Editor’s perspective: The University of Arizona stands on the verge of pioneering the first petahertz-speed transistor globally. If this research succeeds, it could herald a groundbreaking era in computing, where innovation is governed by the speed of light instead of electricity.
A team of researchers has revealed a significant breakthrough that may one day allow computers to function millions of times quicker than the most advanced processors available today.
Led by scientists at the University of Arizona alongside international collaborators, this discovery focuses on utilizing ultrafast light pulses to manage electron movement in graphene, a one-atom-thick material.
Recently published in Nature Communications, the study shows that firing laser pulses of less than a trillionth of a second at graphene enables electrons to bypass barriers almost instantaneously. This phenomenon, termed quantum tunneling, has long fascinated physicists, and the team’s ability to manipulate it in real time is a major milestone.
Mohammed Hassan, an associate professor of physics and optical sciences at the University of Arizona, noted that this advancement could lead to processing speeds in the petahertz range—over a thousand times faster than current computer chips.
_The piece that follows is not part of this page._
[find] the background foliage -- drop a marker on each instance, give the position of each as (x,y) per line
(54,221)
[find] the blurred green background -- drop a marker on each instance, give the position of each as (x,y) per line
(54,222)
Such a progression, he emphasized, would revolutionize computing across various domains, including artificial intelligence, space exploration, chemistry, and healthcare.
Hassan, who previously spearheaded the world’s fastest electron microscope, collaborated with colleagues from the University of Arizona, Caltech’s Jet Propulsion Laboratory, and Ludwig Maximilian University of Munich. Their initial research examined graphene’s electrical conductivity when exposed to laser light. Ordinarily, the symmetrical nature of graphene causes currents on either side to cancel each other out, resulting in zero net current.
However, after modifying the graphene samples, the team made an unexpected discovery. They noted that a single electron could “tunnel” through the material, a fleeting occurrence they could capture in real time. This surprising finding spurred further exploration, ultimately leading to the development of what Hassan refers to as “the world’s fastest petahertz quantum transistor.”
To realize this, the researchers used a commercially available graphene phototransistor, enhanced with a unique silicon layer. They subjected it to a laser that toggled on and off at a remarkable rate of 638 attoseconds—each attosecond equating to one quintillionth of a second. The outcome was a transistor capable of operating at petahertz speeds, an achievement once thought unattainable.
Distinct from many scientific advancements that require meticulously controlled lab conditions, this new transistor operates under normal, ambient conditions. This breakthrough could facilitate the technology’s adaptation for commercial applications and integration into the next generations of electronic devices.
Hassan and his team are currently collaborating with Tech Launch Arizona to patent and commercialize their innovation. Their upcoming goal is to create a version of the transistor that works with standard, commercially available lasers, thereby enhancing accessibility for industry partners.